The DST-NRF Centre of Excellence in Catalysis, hosted by the chemical engineering department at UCT, was officially launched by vice-chancellor Professor Njabulo Ndebele recently, providing an opportune time to spotlight the centre's new name: c*change: the DST-NRF Centre of Excellence in Catalysis.
The centre is one of two hosted at UCT (the other is in biodiversity conservation and hosted by the Fitztitute, headed by Professor Morne du Plessis) and one of six National Centres of Excellence, announced by the Minister of Science and Technology, Mosibudi Mangena, in June this year.
These centres have their roots in South Africa's National Research and Development Strategy, as adopted in 2002. The initiative was designed as an additional route for fostering scientific research and development within the tertiary education sector.
In addition to its scientific focus on chemical transformations, the catalysis centre will serve as an agent of change for the development of a new generation of research leaders, said its head, Professor Jack Fletcher.
Commenting on the new name, Fletcher said the use of the "c" signified "catalysis" and "centre", but in association with the word "change" embraces the interchange or meeting point where various elements (ideas, disciplines and people) join to create a new platform for attaining the programme's goals.
"The result is a dual meaning and an overt play on 'sea change', Shakespeare's sweeping synonym for transformation, which resonates well with the action of catalysis," Fletcher said.
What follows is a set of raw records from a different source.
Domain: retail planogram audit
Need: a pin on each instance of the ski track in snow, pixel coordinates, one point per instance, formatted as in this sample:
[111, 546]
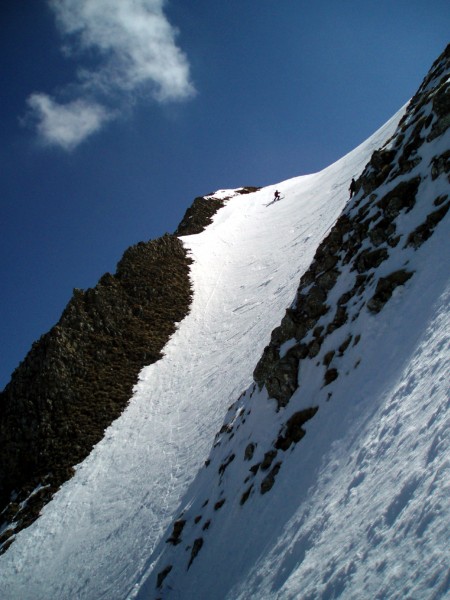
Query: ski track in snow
[93, 541]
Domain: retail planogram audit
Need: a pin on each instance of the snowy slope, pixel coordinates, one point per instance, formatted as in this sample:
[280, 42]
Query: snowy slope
[94, 539]
[358, 507]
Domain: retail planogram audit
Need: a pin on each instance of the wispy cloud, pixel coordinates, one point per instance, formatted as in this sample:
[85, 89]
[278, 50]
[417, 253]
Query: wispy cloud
[135, 53]
[66, 125]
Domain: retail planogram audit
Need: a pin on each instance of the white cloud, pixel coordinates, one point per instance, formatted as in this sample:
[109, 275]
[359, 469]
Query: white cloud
[66, 125]
[134, 48]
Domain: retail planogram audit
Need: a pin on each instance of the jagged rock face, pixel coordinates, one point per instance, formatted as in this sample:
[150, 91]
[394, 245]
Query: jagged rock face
[352, 271]
[79, 376]
[363, 238]
[200, 214]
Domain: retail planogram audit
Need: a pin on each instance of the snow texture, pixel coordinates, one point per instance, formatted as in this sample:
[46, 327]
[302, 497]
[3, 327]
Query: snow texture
[360, 507]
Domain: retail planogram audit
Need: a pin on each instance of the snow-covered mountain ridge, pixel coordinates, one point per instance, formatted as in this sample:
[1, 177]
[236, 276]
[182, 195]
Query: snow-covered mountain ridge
[370, 253]
[328, 476]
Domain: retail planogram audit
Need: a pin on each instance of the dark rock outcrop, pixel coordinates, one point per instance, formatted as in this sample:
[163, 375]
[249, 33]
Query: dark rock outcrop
[78, 378]
[362, 239]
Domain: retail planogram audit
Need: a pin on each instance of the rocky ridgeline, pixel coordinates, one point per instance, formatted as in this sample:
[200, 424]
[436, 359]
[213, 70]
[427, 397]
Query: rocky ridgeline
[356, 268]
[364, 237]
[79, 376]
[200, 214]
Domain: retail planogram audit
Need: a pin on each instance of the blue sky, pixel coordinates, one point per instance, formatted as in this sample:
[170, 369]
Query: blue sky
[116, 114]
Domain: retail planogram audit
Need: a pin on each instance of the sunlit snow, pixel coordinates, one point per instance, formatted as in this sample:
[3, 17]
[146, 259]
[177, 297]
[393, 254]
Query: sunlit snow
[375, 457]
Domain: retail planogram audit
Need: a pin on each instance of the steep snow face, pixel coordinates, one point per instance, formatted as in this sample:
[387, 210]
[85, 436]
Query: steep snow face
[336, 484]
[95, 538]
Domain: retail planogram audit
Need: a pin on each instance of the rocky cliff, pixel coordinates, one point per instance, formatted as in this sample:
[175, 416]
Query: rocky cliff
[80, 375]
[401, 198]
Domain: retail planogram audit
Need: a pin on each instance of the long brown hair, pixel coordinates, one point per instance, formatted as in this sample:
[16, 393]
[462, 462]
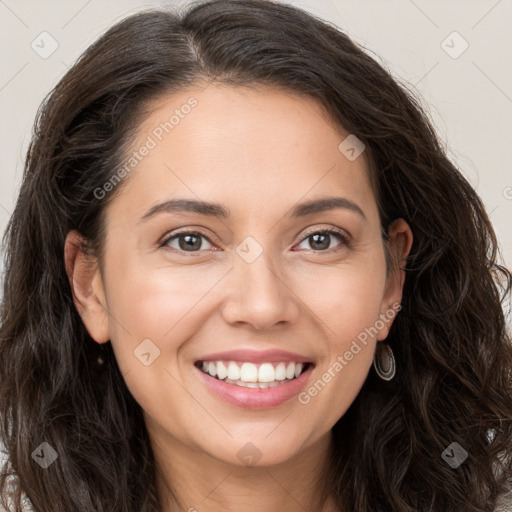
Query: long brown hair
[453, 353]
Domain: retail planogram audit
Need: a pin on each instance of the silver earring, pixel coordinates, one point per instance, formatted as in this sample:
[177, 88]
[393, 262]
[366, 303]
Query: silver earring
[384, 361]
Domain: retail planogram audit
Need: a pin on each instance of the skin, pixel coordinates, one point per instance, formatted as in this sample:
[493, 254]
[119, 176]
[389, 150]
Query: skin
[259, 152]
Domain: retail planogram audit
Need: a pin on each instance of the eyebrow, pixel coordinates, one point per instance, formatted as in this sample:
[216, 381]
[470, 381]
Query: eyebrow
[219, 211]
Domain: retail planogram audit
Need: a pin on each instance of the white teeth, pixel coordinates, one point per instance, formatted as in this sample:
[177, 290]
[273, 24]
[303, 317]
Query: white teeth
[280, 371]
[269, 374]
[261, 385]
[290, 371]
[233, 371]
[249, 372]
[222, 371]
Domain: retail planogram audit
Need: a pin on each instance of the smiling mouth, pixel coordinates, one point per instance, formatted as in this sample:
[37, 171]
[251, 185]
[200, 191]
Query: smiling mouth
[251, 375]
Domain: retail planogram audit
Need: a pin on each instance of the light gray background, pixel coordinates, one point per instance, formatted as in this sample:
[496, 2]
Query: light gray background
[469, 98]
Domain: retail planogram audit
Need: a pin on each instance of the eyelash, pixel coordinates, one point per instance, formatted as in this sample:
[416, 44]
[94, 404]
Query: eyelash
[333, 231]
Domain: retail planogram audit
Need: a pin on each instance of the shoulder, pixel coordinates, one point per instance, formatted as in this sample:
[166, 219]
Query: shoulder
[4, 459]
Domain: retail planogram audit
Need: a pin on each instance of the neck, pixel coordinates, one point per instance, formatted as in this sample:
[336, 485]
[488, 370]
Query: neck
[194, 481]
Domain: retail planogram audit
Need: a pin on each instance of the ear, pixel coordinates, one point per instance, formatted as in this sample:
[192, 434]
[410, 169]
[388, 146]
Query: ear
[86, 287]
[399, 246]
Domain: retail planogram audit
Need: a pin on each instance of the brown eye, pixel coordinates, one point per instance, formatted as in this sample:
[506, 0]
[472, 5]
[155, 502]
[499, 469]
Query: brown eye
[187, 241]
[321, 240]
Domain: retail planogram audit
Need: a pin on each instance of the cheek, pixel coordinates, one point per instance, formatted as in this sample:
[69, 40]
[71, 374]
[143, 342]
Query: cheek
[159, 303]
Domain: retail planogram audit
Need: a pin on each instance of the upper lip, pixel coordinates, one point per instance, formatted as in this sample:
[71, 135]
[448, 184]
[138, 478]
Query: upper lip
[257, 356]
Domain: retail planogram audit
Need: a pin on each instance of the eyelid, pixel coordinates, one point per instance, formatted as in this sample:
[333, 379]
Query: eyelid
[344, 236]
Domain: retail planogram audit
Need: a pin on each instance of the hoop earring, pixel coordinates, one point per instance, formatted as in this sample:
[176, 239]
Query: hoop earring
[384, 361]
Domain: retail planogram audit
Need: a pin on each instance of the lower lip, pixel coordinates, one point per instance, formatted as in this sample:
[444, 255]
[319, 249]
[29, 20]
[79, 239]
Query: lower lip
[255, 398]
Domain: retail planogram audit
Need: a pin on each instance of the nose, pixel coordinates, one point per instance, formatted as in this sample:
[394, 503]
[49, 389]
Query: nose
[258, 294]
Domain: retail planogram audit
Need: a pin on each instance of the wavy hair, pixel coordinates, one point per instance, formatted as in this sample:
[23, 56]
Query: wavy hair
[453, 352]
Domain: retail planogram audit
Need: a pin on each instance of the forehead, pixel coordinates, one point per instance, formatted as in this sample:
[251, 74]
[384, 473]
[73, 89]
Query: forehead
[248, 147]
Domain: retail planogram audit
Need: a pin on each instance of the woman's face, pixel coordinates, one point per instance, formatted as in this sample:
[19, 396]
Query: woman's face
[250, 280]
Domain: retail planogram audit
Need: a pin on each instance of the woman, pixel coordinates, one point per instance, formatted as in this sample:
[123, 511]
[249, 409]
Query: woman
[226, 217]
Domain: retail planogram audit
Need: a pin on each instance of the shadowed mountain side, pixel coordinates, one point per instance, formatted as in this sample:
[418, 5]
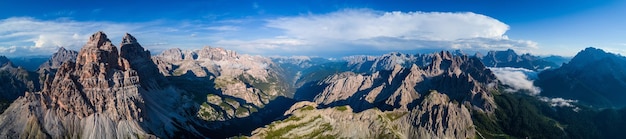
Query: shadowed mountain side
[462, 78]
[593, 77]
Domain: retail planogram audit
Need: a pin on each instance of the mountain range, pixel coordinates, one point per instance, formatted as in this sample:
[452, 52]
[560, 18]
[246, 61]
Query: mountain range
[105, 92]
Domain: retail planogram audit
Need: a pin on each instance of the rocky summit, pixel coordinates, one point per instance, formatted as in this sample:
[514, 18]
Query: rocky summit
[105, 91]
[104, 94]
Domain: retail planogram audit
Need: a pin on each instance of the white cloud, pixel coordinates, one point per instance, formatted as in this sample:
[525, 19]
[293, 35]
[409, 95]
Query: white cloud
[352, 31]
[519, 79]
[21, 36]
[366, 24]
[28, 36]
[558, 102]
[367, 30]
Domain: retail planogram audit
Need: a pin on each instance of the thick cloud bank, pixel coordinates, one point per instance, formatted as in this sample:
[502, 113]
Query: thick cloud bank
[340, 33]
[519, 79]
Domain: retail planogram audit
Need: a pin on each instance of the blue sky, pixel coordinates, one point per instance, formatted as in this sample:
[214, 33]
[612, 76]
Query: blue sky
[318, 28]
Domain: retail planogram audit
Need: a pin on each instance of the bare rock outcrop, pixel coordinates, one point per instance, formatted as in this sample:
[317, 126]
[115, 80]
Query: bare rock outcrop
[462, 78]
[435, 117]
[104, 94]
[252, 81]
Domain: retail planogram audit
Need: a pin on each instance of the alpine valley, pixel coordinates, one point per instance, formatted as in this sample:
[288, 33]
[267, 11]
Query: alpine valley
[101, 91]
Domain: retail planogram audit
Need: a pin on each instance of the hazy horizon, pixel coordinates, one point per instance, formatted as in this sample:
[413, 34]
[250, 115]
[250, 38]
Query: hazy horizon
[326, 29]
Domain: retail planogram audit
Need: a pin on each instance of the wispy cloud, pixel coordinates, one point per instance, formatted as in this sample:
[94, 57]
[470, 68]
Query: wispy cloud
[21, 36]
[363, 29]
[519, 79]
[331, 34]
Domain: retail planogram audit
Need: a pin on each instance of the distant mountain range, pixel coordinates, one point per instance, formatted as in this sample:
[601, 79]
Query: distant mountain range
[105, 92]
[593, 76]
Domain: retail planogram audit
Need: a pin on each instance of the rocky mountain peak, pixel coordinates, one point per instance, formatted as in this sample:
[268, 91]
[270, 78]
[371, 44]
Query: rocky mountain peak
[216, 54]
[128, 39]
[102, 95]
[132, 51]
[3, 60]
[590, 54]
[99, 39]
[99, 51]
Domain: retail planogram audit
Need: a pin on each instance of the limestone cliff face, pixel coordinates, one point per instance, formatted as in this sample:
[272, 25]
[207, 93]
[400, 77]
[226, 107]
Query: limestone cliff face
[240, 83]
[48, 69]
[462, 78]
[14, 81]
[435, 117]
[432, 101]
[104, 94]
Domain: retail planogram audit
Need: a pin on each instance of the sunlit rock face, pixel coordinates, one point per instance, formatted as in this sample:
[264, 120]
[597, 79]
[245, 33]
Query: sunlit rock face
[104, 94]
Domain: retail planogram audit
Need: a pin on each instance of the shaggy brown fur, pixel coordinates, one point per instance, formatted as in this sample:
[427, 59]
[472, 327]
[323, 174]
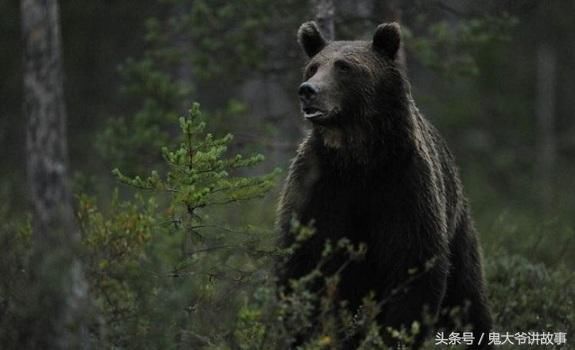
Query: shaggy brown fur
[375, 171]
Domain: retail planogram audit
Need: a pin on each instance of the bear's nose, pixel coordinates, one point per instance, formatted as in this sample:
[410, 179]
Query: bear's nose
[307, 91]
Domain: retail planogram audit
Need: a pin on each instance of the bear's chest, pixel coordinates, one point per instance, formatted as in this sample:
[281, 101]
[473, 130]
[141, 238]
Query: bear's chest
[348, 208]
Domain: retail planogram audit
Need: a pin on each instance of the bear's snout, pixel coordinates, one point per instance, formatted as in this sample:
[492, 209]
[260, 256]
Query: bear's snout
[307, 91]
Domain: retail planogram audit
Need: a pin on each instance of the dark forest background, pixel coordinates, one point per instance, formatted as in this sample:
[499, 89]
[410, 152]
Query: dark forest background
[495, 77]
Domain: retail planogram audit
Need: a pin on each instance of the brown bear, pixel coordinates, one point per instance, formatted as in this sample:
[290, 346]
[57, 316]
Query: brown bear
[375, 171]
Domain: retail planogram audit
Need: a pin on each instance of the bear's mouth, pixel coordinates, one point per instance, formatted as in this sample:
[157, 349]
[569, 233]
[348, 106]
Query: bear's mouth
[311, 113]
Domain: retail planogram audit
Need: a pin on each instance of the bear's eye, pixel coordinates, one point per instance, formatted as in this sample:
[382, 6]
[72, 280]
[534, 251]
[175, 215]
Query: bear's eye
[310, 71]
[343, 66]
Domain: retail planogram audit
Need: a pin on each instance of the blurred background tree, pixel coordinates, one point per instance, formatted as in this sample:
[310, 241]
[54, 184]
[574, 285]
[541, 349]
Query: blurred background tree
[494, 76]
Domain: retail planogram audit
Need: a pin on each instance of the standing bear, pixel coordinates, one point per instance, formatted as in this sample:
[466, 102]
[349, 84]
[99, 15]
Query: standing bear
[373, 170]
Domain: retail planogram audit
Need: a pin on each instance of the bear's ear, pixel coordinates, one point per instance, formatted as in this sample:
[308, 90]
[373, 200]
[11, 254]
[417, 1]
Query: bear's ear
[387, 39]
[310, 39]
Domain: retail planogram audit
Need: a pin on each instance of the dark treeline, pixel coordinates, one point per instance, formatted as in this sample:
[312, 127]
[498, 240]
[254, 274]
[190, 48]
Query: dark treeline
[495, 77]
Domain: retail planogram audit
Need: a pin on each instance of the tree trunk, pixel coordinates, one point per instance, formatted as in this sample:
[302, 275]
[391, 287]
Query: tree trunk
[58, 319]
[324, 11]
[546, 147]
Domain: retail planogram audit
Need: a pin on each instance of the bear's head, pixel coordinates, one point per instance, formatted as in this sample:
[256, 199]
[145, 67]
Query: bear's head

Catalysts are perhaps best illustrated by automotive emission control catalysts, fitted into vehicle exhaust systems, which eliminate noxious emissions from cars. Although not yet generally applied in South Africa, current technology fitted to new cars in the US, Europe and Japan remove more than 95% of all three key noxious emissions (nitrogen oxides, carbon monoxide and volatile organic compounds).